A graduate in English, Political Studies and Journalism from National University of Ireland Galway, Ronan McGreevy, a native of Carrick-on-Shannon, Co. Leitrim, has been working as a news reporter for the Irish Times since 2006. Before that he wrote for The Times, the London Evening Standard and The Irish Post. He was a radio and television producer with the BBC and Sky News.
Mr McGreevy is the author of the book Wherever the Firing Line Extends: Ireland and the Western Front which tells the story of the Irish experience in the First World War through the monuments left behind in France and Belgium.
Mr McGreevy also acted as Editor of Centenary, Ireland remembers 1916, the official State book recalling the Easter Rising and Battle of the Somme commemorations in 2016.
Speaking ahead of the event, Ambassador of France to Ireland Stéphane Crouzat declared: "A century after the end of the Great War, France knows the debt it owes to those who came from Ireland to its help and bows to their grandeur. Visiting the battlefields of France and Belgium for his book Wherever the Firing Line Extends, Mr McGreevy highlighted the horrible toll paid by Ireland during the Great War.
"Unearthing the stories of Ireland’s Heroic Dead, Ronan McGreevy contributes to our common duty, as European citizens, to honour their sacrifice and cherish their memory. Through his publications, Ronan McGreevy brings to life the spirit of the countless men and women of Ireland who stood for freedom whenever it was at risk and gave their lives so we could enjoy peace."
Speaking ahead of the event, Ronan McGreevy declared: "I am deeply honoured to be the recipient of such a prestigious award. I accept it not only on my own behalf, but on behalf of all of those who have sought to honour the memory of the Irish who fought in the First World War even while others in Irish society would prefer to forget. More Irishmen died in defence of the French Republic in the First World War than died in the creation of our own republic. It is right that France remembers.
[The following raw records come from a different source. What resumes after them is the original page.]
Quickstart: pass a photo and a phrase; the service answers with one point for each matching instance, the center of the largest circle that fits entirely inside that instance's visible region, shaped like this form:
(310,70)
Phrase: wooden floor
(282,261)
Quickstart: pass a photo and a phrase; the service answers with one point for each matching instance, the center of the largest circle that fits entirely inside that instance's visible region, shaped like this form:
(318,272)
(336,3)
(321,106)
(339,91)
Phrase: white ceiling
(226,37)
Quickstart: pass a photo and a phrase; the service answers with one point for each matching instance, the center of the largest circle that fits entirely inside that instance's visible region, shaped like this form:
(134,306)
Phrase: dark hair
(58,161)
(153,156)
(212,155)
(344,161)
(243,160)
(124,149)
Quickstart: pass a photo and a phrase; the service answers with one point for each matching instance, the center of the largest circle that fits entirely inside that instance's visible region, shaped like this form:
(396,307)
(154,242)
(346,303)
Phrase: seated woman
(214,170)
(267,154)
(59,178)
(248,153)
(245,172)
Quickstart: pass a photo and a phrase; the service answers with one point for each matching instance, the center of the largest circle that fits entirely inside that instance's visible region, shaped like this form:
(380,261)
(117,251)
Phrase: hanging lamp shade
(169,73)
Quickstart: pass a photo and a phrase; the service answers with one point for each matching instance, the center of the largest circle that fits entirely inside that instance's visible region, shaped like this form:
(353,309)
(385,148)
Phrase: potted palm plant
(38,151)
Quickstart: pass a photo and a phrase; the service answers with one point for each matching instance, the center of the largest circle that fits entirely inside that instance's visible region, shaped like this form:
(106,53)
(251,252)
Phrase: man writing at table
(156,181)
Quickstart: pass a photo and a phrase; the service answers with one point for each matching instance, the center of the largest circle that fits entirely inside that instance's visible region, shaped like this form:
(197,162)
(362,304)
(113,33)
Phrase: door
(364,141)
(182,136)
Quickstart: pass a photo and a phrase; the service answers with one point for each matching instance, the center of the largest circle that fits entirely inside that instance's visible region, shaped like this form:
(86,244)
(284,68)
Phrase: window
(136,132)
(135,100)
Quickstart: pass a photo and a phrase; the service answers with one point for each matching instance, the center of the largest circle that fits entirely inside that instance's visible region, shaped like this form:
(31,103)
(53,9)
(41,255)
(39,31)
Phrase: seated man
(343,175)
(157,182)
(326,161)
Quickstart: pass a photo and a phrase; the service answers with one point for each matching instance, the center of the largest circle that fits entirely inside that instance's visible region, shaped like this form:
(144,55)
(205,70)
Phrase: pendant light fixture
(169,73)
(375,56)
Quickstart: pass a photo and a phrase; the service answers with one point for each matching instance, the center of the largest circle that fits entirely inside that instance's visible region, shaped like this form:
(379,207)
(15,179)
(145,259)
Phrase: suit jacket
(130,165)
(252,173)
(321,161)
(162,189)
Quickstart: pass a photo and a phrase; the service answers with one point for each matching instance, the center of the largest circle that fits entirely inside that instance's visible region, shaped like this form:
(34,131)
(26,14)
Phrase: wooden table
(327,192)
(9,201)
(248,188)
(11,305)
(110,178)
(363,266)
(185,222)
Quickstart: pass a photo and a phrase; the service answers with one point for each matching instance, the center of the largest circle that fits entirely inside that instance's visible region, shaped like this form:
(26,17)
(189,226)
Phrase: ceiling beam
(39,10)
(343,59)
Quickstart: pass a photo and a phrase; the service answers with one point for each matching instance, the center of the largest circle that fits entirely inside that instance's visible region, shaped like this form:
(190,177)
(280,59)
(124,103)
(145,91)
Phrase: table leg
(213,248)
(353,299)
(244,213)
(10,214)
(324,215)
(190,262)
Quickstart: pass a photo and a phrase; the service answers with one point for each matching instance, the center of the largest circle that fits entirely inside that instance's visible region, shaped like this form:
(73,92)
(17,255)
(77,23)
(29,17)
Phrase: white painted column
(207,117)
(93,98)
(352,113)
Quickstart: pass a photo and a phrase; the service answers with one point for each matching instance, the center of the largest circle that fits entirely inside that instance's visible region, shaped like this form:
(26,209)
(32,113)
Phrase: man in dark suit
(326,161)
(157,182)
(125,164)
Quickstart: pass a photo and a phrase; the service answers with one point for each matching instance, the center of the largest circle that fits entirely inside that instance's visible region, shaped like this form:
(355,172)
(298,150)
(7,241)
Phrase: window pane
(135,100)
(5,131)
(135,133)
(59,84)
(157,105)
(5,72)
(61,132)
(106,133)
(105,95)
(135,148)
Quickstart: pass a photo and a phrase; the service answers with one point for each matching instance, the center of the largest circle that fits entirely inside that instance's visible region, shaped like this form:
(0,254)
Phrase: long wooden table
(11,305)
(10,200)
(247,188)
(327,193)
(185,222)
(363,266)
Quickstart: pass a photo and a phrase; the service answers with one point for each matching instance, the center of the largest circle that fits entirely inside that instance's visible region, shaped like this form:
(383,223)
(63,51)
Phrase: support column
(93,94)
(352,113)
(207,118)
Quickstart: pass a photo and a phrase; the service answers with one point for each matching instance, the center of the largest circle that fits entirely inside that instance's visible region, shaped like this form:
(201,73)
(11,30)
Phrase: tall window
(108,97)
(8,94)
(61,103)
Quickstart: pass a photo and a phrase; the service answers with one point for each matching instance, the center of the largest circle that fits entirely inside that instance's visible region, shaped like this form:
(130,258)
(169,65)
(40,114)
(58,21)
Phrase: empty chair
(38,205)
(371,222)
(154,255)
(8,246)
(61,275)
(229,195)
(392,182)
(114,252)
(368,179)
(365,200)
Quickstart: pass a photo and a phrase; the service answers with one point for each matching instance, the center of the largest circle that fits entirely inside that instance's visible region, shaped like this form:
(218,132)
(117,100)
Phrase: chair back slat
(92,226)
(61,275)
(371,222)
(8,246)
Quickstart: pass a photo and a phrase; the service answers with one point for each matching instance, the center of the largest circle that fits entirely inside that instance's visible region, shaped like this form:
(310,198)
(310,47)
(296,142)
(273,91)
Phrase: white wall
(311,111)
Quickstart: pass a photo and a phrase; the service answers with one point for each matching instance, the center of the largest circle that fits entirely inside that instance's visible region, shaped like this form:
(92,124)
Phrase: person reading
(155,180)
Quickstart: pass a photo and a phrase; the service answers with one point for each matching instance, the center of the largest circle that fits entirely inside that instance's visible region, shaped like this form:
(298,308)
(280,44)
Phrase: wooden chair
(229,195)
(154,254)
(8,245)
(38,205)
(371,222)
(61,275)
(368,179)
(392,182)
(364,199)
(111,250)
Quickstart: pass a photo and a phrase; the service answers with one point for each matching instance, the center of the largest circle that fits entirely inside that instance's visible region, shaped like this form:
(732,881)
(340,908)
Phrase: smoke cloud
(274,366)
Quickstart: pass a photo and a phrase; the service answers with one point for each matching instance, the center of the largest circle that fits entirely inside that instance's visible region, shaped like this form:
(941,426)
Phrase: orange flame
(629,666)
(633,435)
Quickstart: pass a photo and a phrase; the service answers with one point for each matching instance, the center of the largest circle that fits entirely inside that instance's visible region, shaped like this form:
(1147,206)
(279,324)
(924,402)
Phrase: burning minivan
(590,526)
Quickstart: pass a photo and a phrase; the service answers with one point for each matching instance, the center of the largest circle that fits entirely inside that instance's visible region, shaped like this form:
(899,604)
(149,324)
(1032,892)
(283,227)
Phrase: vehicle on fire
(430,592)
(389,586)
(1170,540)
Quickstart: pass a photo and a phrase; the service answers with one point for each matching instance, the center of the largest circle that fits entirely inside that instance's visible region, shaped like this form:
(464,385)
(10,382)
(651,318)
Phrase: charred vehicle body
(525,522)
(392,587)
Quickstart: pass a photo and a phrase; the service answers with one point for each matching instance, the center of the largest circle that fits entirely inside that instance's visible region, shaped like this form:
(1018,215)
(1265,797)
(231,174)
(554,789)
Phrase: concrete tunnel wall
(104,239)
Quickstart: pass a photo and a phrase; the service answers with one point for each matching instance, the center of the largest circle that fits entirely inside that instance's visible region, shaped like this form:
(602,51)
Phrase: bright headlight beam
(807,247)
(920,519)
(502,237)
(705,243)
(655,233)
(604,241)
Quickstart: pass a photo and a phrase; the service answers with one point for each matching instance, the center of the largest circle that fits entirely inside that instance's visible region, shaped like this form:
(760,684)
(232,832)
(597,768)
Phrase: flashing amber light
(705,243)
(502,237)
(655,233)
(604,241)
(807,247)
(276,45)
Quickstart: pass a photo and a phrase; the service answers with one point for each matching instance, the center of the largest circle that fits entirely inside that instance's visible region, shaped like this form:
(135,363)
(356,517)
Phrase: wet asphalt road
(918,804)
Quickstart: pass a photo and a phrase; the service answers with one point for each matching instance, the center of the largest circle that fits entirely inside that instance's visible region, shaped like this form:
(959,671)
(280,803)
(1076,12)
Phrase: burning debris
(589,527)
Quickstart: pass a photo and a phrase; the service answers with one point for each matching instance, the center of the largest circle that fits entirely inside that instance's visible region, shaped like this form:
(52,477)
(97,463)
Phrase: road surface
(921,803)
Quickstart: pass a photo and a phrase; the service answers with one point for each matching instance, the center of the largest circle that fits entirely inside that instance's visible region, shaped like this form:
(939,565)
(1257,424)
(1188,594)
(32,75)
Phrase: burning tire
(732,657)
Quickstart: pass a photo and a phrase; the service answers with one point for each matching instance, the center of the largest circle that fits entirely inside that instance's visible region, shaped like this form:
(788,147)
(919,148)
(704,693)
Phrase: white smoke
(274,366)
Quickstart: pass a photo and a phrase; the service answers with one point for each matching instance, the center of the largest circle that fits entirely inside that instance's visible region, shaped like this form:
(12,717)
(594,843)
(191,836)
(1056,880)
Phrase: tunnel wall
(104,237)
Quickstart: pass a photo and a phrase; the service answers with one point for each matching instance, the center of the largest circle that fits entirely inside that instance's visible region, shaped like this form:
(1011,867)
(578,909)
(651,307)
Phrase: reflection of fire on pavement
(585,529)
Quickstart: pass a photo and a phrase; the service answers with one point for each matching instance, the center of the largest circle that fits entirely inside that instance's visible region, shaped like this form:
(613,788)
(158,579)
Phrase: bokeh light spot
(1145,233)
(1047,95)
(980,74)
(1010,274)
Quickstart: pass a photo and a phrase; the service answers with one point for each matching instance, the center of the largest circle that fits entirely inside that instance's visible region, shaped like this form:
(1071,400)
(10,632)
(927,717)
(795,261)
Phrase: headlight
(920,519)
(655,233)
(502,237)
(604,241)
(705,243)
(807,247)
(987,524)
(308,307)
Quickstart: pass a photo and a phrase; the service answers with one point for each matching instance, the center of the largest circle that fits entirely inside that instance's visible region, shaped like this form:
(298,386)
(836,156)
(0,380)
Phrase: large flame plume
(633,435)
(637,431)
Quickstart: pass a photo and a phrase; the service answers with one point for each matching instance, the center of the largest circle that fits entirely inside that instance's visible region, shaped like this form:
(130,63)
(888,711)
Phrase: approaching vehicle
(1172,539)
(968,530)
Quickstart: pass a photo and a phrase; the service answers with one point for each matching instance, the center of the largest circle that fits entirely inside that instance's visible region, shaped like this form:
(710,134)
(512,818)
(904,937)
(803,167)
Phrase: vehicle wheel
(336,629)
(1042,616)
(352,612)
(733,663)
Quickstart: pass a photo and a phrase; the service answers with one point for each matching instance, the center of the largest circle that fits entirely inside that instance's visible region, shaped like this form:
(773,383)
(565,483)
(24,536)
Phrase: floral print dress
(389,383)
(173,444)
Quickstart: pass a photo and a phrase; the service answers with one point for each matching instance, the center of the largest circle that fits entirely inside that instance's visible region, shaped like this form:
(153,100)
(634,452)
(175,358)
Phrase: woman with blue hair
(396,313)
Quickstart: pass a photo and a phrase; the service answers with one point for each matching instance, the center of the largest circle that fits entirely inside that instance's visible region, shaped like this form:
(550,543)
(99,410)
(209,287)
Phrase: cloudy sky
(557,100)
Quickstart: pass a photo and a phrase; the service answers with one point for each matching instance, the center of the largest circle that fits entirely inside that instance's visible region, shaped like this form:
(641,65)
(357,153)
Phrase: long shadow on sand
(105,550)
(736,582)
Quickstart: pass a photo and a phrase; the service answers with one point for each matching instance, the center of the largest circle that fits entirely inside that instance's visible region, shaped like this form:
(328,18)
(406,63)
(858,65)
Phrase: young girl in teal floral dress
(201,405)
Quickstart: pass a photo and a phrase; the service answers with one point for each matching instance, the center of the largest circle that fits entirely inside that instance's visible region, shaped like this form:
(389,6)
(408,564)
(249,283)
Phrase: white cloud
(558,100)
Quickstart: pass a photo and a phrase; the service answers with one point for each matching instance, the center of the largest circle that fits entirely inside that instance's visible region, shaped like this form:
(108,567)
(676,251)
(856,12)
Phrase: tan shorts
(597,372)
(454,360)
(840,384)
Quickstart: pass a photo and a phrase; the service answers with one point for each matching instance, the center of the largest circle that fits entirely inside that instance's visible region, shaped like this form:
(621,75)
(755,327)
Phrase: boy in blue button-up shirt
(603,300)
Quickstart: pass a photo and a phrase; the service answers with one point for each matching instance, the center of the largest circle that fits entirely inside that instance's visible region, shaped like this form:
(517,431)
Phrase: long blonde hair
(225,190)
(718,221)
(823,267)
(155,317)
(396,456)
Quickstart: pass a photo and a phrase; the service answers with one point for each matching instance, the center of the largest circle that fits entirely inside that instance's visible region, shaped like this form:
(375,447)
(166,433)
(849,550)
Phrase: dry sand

"In 1928, on the 10th anniversary of the Armistice, the former Allied supreme commander Ferdinand Foch wrote in the pages of The Irish Times: ‘France will never forget her debt to the heroic Irish dead and in the hearts of the French people today their memory lives as that of the memory of the heroes of old, preserved in the tales that the old people tell to their children and their children’s children.’
"Just a few weeks ago I heard those children’s children sing A Long Way to Tipperary at a ceremony to honour the Irish who fell at Le Pilly in October 1914. I am the first Leitrim person since John McGahern in 1989 to win this prestigious award. To receive the same distinction as someone who was one of the finest writers Ireland has ever produced and one who chronicled my county so brilliantly is a proud moment for me."
Established in 1957, the Ordre des Arts et des Lettres traces its origins to the Ordre de Saint Michel founded by King Louis XI in 1469. The Order rewards those who have made a significant contribution to artistic or literary creation and who have contributed to spreading arts and culture in France and throughout the world.